The UK Apartment Association and the Chairman of accountancy practice, Cornerstone Group, respond to the introduction of The Renters’ (Reform) Bill in Parliament today and the UK government’s promise to deliver on a 2019 Conservative Party manifesto pledge to abolish ‘no fault’ evictions under Section 21 of the Housing Act of 1988.
Section 21 of the Housing Act 1988 grants private landlords in the United Kingdom the right to reposess their properties from assured shorthold tenants without any requirement to establish fault on the part of the tenant. Sometimes referred to as the ‘no-fault’ ground for eviction, Section 21 has made shorthold tenancies – a particular form of tenancy contract – popular with landlords.
The provision has courted widespread controversy for being open to abuse, with housing charity Shelter citing its use by landlords to secure ‘revenge evictions’ against tenants who have complained about disrepair of their property.
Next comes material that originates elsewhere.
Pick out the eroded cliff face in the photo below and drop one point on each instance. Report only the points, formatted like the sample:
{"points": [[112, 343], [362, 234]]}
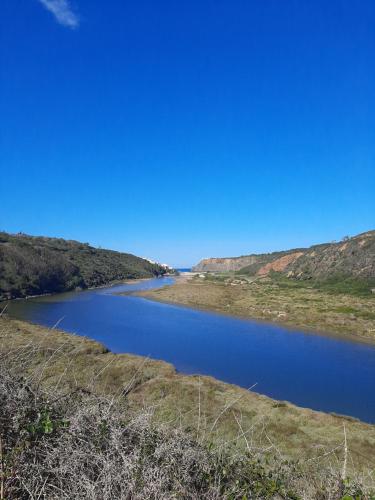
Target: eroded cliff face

The UK Apartment Association (UKAA), which representative body for the build-to-rent (BTR) industry, says: “UKAA supports considered, evidence-based regulation that sets standards and expectations for the rental sector as well as offering protection to both landlords and customers. We remain willing to engage positively with policymakers to improve the performance of the rental sector and welcome the clarity set out in the Renters’ (Reform) Bill.
“However, BTR landlords already meet and exceed the majority of requirements of the proposed Renters’ (Reform) Bill which is being introduced to Parliament today.
“Our industry’s objective is to create, maintain and professionally manage high quality homes, in the long term, for the benefit of customers, local communities and investors. We are and will continue to set the highest standards for the BTR industry (specifically as well as supporting and encouraging the Private Rental Sector to do the same).
“The UKAA is itself leading the development of a Code of Practice for BTR operators, setting out standards of practice in terms of quality of accommodation, customer service, response to resident issues, communication, and resident well-being as well as clear and fair terms of tenancy.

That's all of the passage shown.